Was dieses Rund umfasst / was man kann irrdisch nennen /
Das muß auch mit der Zeit die Flüchtigkeit erkennen /
Und eilt dem Ende zu: die Tugend selbst hört auff /
Wenn nun der letzte Tag hemmt aller Tage Lauff.
Die Liebe aber wird zu keiner Endschafft kommen /
Und wie sie vor der Welt den Anfang hat genommen /
So wird sie / wann die Welt auch nicht mehr Welt wird seyn /
In vollem Glanze stehn / in güldnem Himmels-Schein.
Die Liebe hat zu uns das höchste Gut geneiget /
Und dass ein Sterblicher die Sternen-Stadt besteiget
Das macht der liebste Zug. Hier wird kein Reich bestehn /
Wenn es die Liebe heißt auß seinen Gränzen gehn /
Kein König wird mit Ruhm sein Haupt durch Cronen zieren /
Wo er die Liebe nicht den Scepter läst regieren /
Ja / wo die Liebe nicht die unterthanen bindt /
So wird das Regiment auff bloßen Sand gegründt.
Es fället ohne sie die schönste Stadt der Erden /
Weil durch uneinigkeit sie kann verderbet werden /
Wo aber Liebe nur die Nachbarschafft ergötzt /
Da wird Gerechtigkeit und Einigkeit erhalten /
Daß der Geringste kann die Pflicht mit Lust verwalten.
Auch wird des Lehrers Sinn durch sie dahin gebracht /
Daß er die gröste Müh / Gefahr und Noth verlacht.
Wenn zwey Verbundne sich in treuer Liebe weyden /
So ist ihr Ehestand ein Paradies der Freuden /
Fehlt aber Einigkeit / wird er der Höllen gleich /
Weil auch der Zanck und Streit herrscht in des Satans Reich.
Und wie uns insgesamt die Liebe hat erzeuget /
So sind wir auch von ihr umfangen / und gesäuget /
Der Eltern Liebe drückt bey aller Angst und Müh
Die Augen gleichsam zu; hingegen öffnet sie
Dieselben Sorgen voll / auch wohl mit Thränen-Quellen /
Wenn sich Gefahr und Noth den Kindern zugesellen.

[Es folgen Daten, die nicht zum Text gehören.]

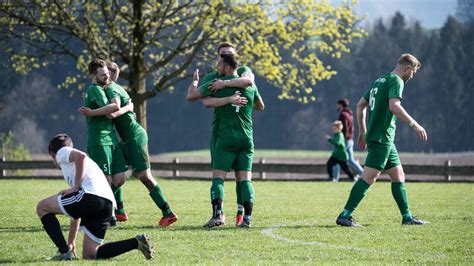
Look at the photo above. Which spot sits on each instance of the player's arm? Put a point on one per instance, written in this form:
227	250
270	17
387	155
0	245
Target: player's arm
193	91
73	229
397	109
361	114
247	79
77	157
235	99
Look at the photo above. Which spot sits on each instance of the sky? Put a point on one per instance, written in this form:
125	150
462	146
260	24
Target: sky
430	13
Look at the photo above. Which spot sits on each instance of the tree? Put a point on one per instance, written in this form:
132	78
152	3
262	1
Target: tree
157	42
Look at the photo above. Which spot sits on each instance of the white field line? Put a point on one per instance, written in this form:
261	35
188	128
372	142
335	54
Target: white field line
270	233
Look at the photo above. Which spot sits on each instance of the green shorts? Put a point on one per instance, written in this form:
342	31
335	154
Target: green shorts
381	156
136	152
230	153
109	158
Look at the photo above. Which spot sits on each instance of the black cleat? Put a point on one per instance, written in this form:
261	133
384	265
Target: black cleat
414	221
349	222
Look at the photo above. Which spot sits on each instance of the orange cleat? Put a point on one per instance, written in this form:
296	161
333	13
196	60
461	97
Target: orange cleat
121	217
168	220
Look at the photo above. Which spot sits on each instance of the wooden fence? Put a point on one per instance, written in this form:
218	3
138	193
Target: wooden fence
261	169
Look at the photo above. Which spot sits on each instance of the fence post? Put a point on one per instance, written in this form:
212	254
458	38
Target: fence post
447	165
2	171
262	173
175	164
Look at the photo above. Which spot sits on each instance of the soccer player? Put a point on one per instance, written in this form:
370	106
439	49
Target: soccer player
383	102
101	141
89	202
339	155
234	144
134	142
244	80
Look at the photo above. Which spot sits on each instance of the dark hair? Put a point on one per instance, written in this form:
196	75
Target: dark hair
59	141
224	44
230	60
344	102
96	64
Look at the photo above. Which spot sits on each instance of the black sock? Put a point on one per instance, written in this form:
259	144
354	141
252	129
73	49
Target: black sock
113	249
216	207
53	229
248	207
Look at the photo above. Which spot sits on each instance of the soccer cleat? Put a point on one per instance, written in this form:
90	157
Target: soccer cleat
112	221
414	221
168	220
216	221
349	222
245	223
121	217
62	256
144	245
239	218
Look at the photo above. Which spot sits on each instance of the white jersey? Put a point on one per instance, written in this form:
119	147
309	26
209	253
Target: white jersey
93	181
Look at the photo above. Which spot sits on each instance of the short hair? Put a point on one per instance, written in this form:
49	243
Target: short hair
338	124
114	70
344	102
96	64
410	60
230	60
59	141
225	44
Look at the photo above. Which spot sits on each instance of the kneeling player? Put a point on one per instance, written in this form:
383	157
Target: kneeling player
89	201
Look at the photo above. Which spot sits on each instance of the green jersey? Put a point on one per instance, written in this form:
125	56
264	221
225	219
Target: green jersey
125	124
339	143
100	130
236	122
206	81
381	122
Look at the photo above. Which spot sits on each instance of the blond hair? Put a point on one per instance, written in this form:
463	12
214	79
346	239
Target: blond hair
338	124
410	60
114	70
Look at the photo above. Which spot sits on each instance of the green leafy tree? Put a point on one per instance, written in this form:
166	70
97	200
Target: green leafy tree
158	42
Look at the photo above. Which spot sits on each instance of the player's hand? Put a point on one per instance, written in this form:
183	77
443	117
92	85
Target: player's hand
72	247
85	111
421	132
68	191
196	76
238	100
361	141
216	85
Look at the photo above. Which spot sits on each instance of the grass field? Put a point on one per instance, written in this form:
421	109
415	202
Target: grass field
293	224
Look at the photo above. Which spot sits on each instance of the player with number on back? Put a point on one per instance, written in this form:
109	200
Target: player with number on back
384	102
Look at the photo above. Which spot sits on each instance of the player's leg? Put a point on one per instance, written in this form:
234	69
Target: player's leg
346	170
47	210
119	169
397	176
375	162
239	217
224	156
329	168
243	164
351	162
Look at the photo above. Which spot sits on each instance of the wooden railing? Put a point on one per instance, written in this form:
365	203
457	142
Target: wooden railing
261	169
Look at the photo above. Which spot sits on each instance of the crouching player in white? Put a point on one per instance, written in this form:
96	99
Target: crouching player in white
89	201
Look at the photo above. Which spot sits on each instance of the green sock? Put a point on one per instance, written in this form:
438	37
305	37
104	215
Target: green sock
248	192
355	197
238	192
399	193
248	196
217	189
160	200
118	195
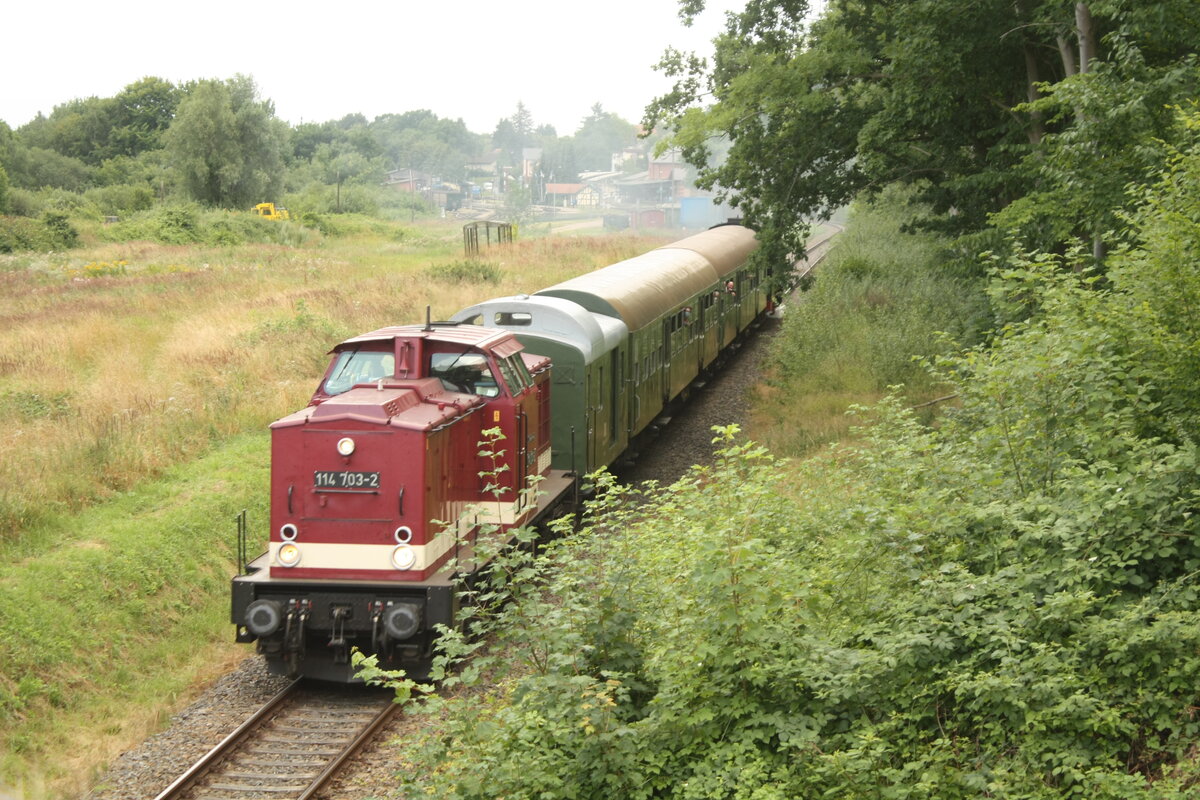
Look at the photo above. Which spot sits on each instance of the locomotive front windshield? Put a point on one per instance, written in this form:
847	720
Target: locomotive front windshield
465	372
359	367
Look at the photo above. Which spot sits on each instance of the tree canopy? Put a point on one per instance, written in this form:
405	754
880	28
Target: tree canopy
963	101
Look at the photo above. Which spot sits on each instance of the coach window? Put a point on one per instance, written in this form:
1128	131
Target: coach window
521	370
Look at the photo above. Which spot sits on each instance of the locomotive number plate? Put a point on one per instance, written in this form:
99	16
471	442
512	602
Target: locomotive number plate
345	480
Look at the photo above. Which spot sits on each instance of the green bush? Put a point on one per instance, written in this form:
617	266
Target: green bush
880	302
121	199
52	232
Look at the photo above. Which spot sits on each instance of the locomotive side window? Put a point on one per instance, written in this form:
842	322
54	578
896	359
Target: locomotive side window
510	374
465	372
523	376
359	367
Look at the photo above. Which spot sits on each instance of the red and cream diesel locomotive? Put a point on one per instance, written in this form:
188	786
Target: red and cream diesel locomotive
389	446
379	486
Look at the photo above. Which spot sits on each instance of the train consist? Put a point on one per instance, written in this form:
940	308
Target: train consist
389	444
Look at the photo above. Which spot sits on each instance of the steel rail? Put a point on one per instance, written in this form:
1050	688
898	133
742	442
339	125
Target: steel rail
228	751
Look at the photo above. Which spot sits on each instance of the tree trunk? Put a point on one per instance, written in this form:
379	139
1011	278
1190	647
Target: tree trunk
1086	36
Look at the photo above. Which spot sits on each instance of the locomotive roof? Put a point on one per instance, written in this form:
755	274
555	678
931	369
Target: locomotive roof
641	289
551	318
469	335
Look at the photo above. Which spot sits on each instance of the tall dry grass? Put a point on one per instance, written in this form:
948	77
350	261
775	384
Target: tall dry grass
123	359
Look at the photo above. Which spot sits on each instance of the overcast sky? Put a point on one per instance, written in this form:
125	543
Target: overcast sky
461	59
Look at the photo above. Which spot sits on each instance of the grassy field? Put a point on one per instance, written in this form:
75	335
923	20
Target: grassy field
136	385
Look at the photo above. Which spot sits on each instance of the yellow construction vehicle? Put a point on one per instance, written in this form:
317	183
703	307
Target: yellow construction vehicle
271	211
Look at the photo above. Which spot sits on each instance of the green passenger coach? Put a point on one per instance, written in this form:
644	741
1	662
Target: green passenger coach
629	338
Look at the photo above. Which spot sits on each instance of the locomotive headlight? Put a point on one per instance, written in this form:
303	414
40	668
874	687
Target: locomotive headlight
403	557
289	554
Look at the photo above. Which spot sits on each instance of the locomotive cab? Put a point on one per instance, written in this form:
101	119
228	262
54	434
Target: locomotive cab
388	446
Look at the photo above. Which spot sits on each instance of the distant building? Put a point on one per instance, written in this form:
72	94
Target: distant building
408	180
564	194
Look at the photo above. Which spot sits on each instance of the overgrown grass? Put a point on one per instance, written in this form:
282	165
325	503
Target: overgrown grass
879	306
119	615
136	384
113	373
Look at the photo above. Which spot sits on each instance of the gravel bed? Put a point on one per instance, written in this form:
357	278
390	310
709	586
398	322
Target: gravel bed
153	765
147	770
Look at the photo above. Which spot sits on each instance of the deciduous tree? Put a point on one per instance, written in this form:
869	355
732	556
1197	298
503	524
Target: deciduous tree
227	144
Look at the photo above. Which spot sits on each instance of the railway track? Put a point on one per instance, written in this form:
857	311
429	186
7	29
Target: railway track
291	747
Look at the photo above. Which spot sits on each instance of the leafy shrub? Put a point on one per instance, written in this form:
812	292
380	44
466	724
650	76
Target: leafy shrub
120	199
60	229
1007	605
52	232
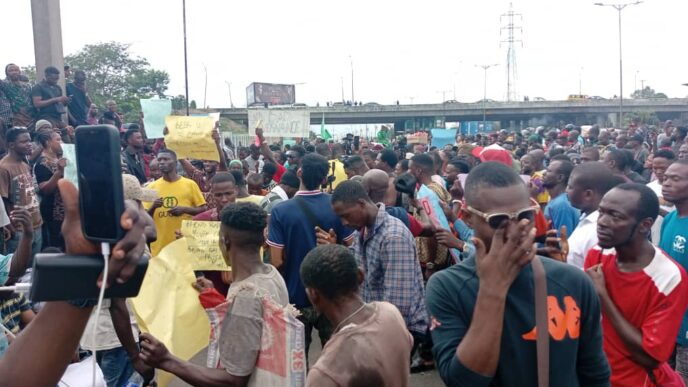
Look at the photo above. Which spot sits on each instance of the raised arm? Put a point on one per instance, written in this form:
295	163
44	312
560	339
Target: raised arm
264	148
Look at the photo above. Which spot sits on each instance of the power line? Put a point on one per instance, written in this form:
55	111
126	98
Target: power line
511	40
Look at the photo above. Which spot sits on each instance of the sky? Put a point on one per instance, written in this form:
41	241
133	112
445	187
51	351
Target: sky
406	51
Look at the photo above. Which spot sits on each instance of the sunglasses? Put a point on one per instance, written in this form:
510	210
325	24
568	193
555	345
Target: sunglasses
496	219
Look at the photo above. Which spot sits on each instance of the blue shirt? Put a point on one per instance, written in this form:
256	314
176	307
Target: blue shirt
560	211
387	253
291	230
673	241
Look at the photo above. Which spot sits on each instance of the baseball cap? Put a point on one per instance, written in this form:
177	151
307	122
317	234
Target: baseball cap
134	191
496	153
42	123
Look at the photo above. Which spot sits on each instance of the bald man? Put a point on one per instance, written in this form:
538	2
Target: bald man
378	186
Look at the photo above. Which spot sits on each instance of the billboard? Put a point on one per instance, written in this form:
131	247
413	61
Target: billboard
270	93
281	123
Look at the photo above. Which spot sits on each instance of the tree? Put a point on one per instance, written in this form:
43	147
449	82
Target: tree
113	73
647	92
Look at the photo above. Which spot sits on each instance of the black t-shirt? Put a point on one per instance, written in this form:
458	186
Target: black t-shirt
78	107
575	349
47	91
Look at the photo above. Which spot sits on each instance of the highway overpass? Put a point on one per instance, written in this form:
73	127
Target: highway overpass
507	113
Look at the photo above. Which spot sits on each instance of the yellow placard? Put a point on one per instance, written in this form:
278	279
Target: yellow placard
175	317
191	137
203	245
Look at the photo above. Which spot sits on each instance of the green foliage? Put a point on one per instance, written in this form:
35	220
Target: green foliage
113	73
30	73
647	92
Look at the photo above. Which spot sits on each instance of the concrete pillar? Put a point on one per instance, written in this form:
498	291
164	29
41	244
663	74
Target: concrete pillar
47	37
613	118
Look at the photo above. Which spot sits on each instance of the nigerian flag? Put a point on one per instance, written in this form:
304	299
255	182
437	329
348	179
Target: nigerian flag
323	132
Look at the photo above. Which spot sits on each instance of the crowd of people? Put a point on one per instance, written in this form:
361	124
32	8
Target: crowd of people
352	237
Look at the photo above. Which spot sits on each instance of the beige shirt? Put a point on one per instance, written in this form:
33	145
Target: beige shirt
374	353
242	328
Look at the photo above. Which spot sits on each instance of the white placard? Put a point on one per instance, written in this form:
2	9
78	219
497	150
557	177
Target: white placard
280	123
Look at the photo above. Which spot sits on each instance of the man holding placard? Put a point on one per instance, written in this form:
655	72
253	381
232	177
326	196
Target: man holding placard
180	199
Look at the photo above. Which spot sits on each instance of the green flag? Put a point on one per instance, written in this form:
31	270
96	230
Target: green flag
323	132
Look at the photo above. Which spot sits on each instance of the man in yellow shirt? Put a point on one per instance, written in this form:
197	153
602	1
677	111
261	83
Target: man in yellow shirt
180	199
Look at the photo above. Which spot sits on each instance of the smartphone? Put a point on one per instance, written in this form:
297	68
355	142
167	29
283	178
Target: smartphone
60	277
99	169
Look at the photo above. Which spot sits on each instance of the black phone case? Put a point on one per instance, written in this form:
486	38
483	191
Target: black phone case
61	277
110	134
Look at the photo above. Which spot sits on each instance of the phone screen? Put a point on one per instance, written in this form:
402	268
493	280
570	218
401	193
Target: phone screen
98	166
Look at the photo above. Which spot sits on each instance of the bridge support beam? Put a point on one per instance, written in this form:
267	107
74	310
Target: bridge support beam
47	36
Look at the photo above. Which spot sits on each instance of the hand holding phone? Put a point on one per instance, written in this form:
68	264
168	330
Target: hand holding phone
101	195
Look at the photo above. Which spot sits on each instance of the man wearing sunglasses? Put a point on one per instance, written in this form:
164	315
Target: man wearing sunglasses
483	312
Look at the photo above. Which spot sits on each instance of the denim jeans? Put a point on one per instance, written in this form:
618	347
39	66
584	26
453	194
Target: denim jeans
116	366
312	319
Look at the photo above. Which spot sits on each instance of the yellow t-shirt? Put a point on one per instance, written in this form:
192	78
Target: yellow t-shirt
339	173
181	193
255	199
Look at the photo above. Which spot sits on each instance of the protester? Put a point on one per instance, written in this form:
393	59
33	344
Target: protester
255	161
285	190
50	102
79	101
12	266
638	330
48	169
355	166
242	189
421	167
492	342
133	159
589	182
370	345
659	162
49	341
17	186
590	154
537	171
254	184
18	93
559	210
674	234
180	199
240	338
292	234
385	249
386	161
112	113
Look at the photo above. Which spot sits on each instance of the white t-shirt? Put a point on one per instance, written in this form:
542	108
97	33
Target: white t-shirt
583	238
656	230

Die edle Liebe ist die Freundin der Gedult /
Der Sanftmuth Pflegerin / verkehret Zorn in Huld
Wenn sie der Feindschafft wehrt / ja, Haß und Neid zerstöhret /
und alle Härtigkeit von den Gemüthern kehret;
Catonis ernster Sinn schien Eyß und Stahl zu seyn /
und gleichwohl schmelzet ihn der Liebe Sonnenschein.
Es hat die Freundlichkeit zur Mutter sie erlesen /
und will man jetzo sehn ihr' mehr als köstlichs Wesen /
So schaue man nur an das wohlgebohre Paar /
Das heute wird geführt zu Priester und Altar.
Der Herr von Ende ließ die Liebe zeitlich brennen /
Die Flamme gegen GOtt gab sich bald zu erkennen /
Weil er mit reinem Ernst und stillem Muth verricht /
Wozu ein frommes Kind des Höchsten Wort verpflicht /
und darauff hub er an die Themis zu umfassen /
Die ihn / als ihr Gemahl / nicht ohne Treu gelassen /
Es hat Minerva ihn auch liebes-werth geschätzt /
und mit gelehrter Kost gespeiset und ergötzt.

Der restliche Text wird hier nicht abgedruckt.